Sunday, July 27, 2014

Copying Paintings




More than 110 artists competing during a timed “facsimile match” in Dafen, China on Thursday, May 18, 2006


 Ilya Repin, Portrait of the Art Critic Vladimir Stasov, 1883, Oil on Canvas, 74x60 cm, Russian Museum, St. Petersburg, Russia



(Left) John Singer Sargent, Head of Aesop, Copy after Velázquez,1879, Oil on Canvas, 18 1/4 by 14 5/8 in., Ackland Art Museum, The University of North Carolina at Chapel Hill.  (Right) Diego Velázquez  (1599-1660),  Aesop (Detail), 1640, Oil on Canvas, 179x94 cm, The Prado, Madrid

Since signing up with Etsy, the online marketing website for artists and artisans, I have neglected this occasional blog of mine, which was initiated to serve as a personal catharsis and nothing more -- and maybe even a lot less. 

In the short time I have authored this blog, I have very much enjoyed entertaining myself by writing some irreverent rants about the current state of the art business for representational painters and retelling some stories about painters from the past.  But now that I have my very own virtual fine art gallery on Etsy and have fully accepted the digital marketplace, I might just as well write a little bit about my own painting activity to accompany my usual subject matter.  In case you are curious, here’s the link to my Etsy gallery: https://www.etsy.com/shop/RobertHoldenFineArt

Meanwhile, though,  I recently read a blog post regarding the copying of paintings, and it got me to thinking about this time-honored practice, which I believe I wrote about in an earlier post, but I don’t have a search function for this blog so it’s not so easy for me to check.  At any rate, artists at the beginning of their careers have always copied the paintings of great artists to try to learn something about technique or simply to honor one of their favorite painters.
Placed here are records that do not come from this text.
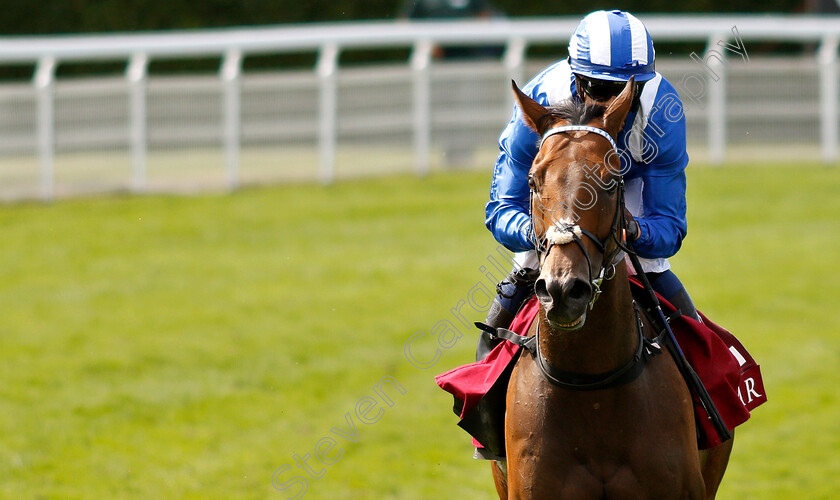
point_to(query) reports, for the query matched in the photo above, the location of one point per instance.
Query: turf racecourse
(206, 346)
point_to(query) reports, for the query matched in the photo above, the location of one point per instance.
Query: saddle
(729, 373)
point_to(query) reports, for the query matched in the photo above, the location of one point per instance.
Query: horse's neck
(605, 342)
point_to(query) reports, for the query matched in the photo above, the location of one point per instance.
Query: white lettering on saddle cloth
(749, 389)
(562, 234)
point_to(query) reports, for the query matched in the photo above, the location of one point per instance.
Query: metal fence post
(421, 58)
(327, 67)
(136, 73)
(514, 60)
(44, 81)
(231, 74)
(827, 59)
(715, 61)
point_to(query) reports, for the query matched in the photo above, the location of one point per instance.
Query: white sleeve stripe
(639, 37)
(647, 98)
(599, 38)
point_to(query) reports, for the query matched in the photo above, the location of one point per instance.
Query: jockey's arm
(507, 213)
(663, 226)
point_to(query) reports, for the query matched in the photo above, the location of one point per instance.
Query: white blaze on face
(561, 235)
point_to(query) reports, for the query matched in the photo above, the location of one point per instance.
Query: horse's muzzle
(564, 301)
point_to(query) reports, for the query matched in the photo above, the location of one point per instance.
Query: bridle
(561, 232)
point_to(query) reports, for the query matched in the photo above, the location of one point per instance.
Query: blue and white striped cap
(612, 45)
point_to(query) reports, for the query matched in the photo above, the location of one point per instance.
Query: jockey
(606, 49)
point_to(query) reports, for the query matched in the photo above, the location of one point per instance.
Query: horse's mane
(574, 112)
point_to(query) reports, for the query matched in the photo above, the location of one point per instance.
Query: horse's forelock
(576, 112)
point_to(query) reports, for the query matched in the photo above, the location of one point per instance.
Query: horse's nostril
(579, 290)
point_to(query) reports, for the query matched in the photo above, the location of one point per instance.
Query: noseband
(561, 232)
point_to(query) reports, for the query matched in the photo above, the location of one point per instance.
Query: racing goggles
(599, 90)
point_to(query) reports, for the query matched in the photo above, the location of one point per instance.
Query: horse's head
(576, 201)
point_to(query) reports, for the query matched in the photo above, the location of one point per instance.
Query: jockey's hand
(632, 229)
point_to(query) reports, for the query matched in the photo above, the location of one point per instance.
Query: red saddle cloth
(729, 373)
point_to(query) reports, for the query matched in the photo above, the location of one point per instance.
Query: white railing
(330, 40)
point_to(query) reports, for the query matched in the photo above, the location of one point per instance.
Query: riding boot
(513, 292)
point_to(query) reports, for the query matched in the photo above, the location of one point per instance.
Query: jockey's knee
(669, 286)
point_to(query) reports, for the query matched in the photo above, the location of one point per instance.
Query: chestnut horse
(594, 413)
I copied a few paintings from prints years ago and sold a couple of them through happenstance, my sales rep.  I never copied directly from a painting in a museum though.  I try to avoid crowds of tourists looking over my shoulder when I am  painting.
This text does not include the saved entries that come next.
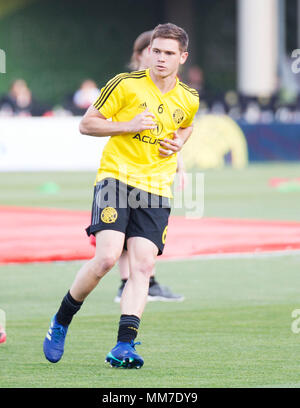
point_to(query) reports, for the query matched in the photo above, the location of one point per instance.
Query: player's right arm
(94, 123)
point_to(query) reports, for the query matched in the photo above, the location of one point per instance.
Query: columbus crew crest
(178, 116)
(109, 215)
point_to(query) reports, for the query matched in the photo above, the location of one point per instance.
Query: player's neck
(164, 84)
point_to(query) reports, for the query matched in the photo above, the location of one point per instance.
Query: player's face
(166, 56)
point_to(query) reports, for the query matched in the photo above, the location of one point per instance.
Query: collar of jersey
(156, 88)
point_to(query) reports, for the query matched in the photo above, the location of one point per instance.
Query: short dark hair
(173, 32)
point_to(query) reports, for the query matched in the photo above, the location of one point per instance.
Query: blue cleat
(124, 355)
(54, 341)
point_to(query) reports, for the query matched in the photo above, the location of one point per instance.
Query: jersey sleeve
(194, 109)
(111, 98)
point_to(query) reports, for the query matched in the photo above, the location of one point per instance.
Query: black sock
(128, 328)
(68, 308)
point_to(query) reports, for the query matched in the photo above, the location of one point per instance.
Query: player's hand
(142, 121)
(182, 179)
(170, 146)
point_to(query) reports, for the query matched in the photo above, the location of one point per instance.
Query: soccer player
(152, 114)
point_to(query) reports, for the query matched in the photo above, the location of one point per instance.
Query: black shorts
(136, 213)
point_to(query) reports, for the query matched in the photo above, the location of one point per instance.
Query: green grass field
(232, 330)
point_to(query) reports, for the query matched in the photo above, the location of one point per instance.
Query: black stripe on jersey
(113, 83)
(191, 90)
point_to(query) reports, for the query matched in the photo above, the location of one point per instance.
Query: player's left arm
(171, 146)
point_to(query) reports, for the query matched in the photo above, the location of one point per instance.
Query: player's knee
(146, 267)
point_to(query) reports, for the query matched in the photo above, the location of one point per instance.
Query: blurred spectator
(195, 79)
(20, 102)
(80, 100)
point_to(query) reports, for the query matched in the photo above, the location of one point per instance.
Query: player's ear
(183, 57)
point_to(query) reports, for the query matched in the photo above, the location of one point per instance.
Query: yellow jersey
(134, 158)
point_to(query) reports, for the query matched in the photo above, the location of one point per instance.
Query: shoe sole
(128, 362)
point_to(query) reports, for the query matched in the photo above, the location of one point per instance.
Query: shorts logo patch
(109, 215)
(164, 235)
(178, 116)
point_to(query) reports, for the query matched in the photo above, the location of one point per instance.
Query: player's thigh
(142, 255)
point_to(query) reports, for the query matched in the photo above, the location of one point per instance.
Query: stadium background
(239, 308)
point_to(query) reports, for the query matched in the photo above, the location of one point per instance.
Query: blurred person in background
(82, 98)
(20, 102)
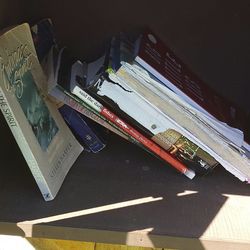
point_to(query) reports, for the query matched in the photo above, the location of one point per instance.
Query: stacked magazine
(161, 108)
(138, 89)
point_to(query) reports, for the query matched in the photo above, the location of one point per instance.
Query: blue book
(43, 37)
(86, 133)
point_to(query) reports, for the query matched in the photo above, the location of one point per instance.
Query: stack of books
(138, 90)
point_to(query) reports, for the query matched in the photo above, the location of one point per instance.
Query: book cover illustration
(188, 152)
(128, 104)
(153, 54)
(47, 144)
(165, 101)
(18, 80)
(82, 130)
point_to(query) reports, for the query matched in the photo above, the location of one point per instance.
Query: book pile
(138, 90)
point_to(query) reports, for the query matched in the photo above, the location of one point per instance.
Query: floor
(20, 243)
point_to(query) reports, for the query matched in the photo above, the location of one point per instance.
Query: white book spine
(24, 146)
You don’t really learn much about the process of painting by copying a great painter’s work.  Rembrandt will not be holding your brushes when you are facing the real thing and your canvas is blank.  But you can rejoice in confirming the greatness of a painter you admire when you closely examine one of his paintings and intuit how right everything seems to be in contrast to your own abysmal efforts.   I once copied a print of Ruben’s great allegorical painting The Meeting of Marie de' Medici and Henry IV at Lyon and it enabled me to fully appreciate the powerful design of this masterpiece.


As I believe I wrote in an earlier post, the Impressionist Renoir, whose early paintings I really admire, didn’t think much about the practice of copying paintings, even though he drew inspiration from the works of a number of Italian Renaissance and French artists hanging in The Louvre.  He had this to say about copying: “Go and see what others have produced, but never copy anything except nature. You would be trying to enter into a temperament that is not yours and nothing that you would do would have any character.”  I think he is absolutely right about that.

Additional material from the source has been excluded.